First, Nakayima the female spiritual figure, presented in the context of the Uganda Museum, contributed to the artistic predicaments I encountered while investigating Omweso as a divination object. My sculpture Buteba (2015) (Fig. 15) is a small wood and copper piece with stone counters that was inspired by Baganda divination practices,34 where Omweso is used by fortunetellers and medicine men (Lugira 2009). The taboo on women (other than royal princesses) playing Omweso creates an ambiguous and intriguing narrative out of the juxtaposition of a divination object with Nakayima's figure in the museum. There is no evidence that Nakayima or her descendants played Omweso; her descendants told me they had never seen a board at the shrine. The caretaker35 at Mubende Hill said that the board at the museum might have been an instrument of divination and spirit possession as used by lubaale (male deities), such as a Ganda high priest named Jjaja Muwanga. The assumption, therefore, is that the miniature Omweso is not Nakayima's prerogative as a woman, but as a princess and Chwezi demigoddess. Secondly, I found a community of tourists and believers visiting Mubende Hill to worship beside the tree, known by the locals as Nakayima's Tree (Fig. 16). They believe that the tree possesses the spirit (emandwa) of Nakayima, which turs it into a shrine for Buganda's cultural worship.36 There is a woman at the shrine called Nalubega Restetuuta (b. 1931) (Fig. 17), who claims to be an intermediary and the current omukongozi (“carrier of the spirit”) of Nakayima (Pennacini 2013:30). Nalubega continues the legacy passed on by mediums of Nakayima who have worked under this tree. As Nakayima's medium she says, “nze Nakayima” (“I am Nakayima”). According to Bell (1991: xi, 1993), mythology can be a basis for understanding the situation being dealt with today of an eternal woman who, through her descendants, still seeks solutions to problems that have followed her down the ages. Sadly, due to the legacy of gendered cultural restrictions, Nalubega does not know how to play Omweso. Of Nakayima's three personas—artifact, tree, and omukongozi—only the diorama at the Uganda Museum has a physical association to the Omweso board.

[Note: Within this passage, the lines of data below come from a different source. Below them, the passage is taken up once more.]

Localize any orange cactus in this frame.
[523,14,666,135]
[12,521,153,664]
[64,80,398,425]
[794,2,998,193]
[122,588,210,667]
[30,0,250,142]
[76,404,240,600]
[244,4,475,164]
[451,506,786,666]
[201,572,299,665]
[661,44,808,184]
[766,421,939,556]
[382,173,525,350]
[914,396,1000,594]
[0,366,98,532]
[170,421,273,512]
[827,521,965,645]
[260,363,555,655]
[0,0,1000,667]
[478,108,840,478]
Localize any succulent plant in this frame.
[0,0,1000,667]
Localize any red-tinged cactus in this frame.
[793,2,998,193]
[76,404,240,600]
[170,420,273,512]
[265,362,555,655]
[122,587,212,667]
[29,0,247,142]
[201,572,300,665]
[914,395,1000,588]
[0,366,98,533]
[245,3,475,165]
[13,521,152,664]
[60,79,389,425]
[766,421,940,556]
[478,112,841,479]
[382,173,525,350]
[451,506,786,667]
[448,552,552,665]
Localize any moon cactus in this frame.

To conceptualize the disconnect seen between Nakayima and Omweso in her other facets, one needs to comprehend the implications of her roles in all spaces and how those roles speak to the cultural space of the Baganda. Omweso only manifests in gendered locations that have a history of spirituality and in public, male-dominated spaces of power. Since women in Buganda were not allowed to play Omweso unless they were related to the king, the implication of its presence in one of Nakayima's spaces could only point towards her social status as princess and wife to King Ndahura. In addition, Nakayima was considered a medium and later a spirit, so her divination practices gave her high rank in the Baganda political hierarchy (Kiguli 2001: 23).
OMWESO IN THE ROYAL GENDERED CULTURAL SPACES OF BUGANDA
The evolution of Omweso within the cultural practices of Buganda is not restricted to a single function or significance. It was first a divination object, then an instrument of kings' political power and a gendered recreational artifact. Like Nakayima, there are other women who embody notions of spirituality and power, transcending time and space by being part of indigenous culture in contemporary Buganda.

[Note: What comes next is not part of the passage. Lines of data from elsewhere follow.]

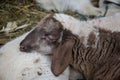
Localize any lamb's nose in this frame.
[20,45,31,52]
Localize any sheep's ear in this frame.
[51,40,74,76]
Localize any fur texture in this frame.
[0,33,69,80]
[20,14,120,80]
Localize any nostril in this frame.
[20,46,26,51]
[20,46,32,52]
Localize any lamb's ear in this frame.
[51,40,74,76]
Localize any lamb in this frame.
[35,0,103,16]
[0,32,69,80]
[20,13,120,80]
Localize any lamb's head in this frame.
[20,14,63,54]
[20,15,76,76]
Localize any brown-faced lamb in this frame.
[20,14,120,80]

In June 2017, I visited Nnaku Namusoke (b. 1981) (Fig. 18a–b), who belongs to the Ffumbe (civet cat) totem, one of the clans of Buganda, and lives at the palace and tombs of Kabaka Ssuna II, also known as amasiro, at Wamala, Wamunyenye, approximately 12.5 km out of Kampala. She is a hereditary mukondo (wife of a king) and also a hereditary muzaana (royal servant to a king), the king in question being Kabaka Ssuna II. Her great grandmother, she says, was the favorite among the king's 148 wives (Rosco 1965, Summers 2017).37 She said that the spirit of Kabaka Ssuna possesses (kubandwa) any of her descendants in her lineage—including herself—to continuously become heirs of mukondo and commands them to care for his palace and tombs.

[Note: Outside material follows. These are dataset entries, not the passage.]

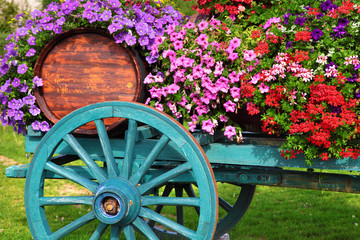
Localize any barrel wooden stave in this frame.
[34,28,146,134]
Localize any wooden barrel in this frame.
[34,28,146,134]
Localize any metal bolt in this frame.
[103,197,120,215]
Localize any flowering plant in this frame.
[144,18,256,140]
[146,0,360,163]
[0,0,182,133]
[188,0,277,22]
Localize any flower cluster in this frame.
[149,0,360,163]
[0,0,183,133]
[145,19,249,141]
[238,0,360,161]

Nnaku Namusoke showed me an Omweso board in her custody that is approximately 160 years old and belonged to Ssuna II (Fig. 19). This is a spiritually functional object through which gendered complexities and contradictions are performed. Nnaku Namusoke is a powerful and enigmatic female figure, given that she is the contemporary wife to a dead king. In our first interaction, she—just like Nalubega Restetuuta at Nakayima Tree—introduced herself with, “Nze mukondo, mukyala wa Kabaka Ssuna owokubiri” (“I am Mukondo, wife to Kabaka Ssuna II”). In Buganda, mukondo is the title given to a woman who manages the king's wardrobe38 and only relates to her place at the royal palace. Her positions and roles in the royal palace reveal gendered continuities in contemporary public space.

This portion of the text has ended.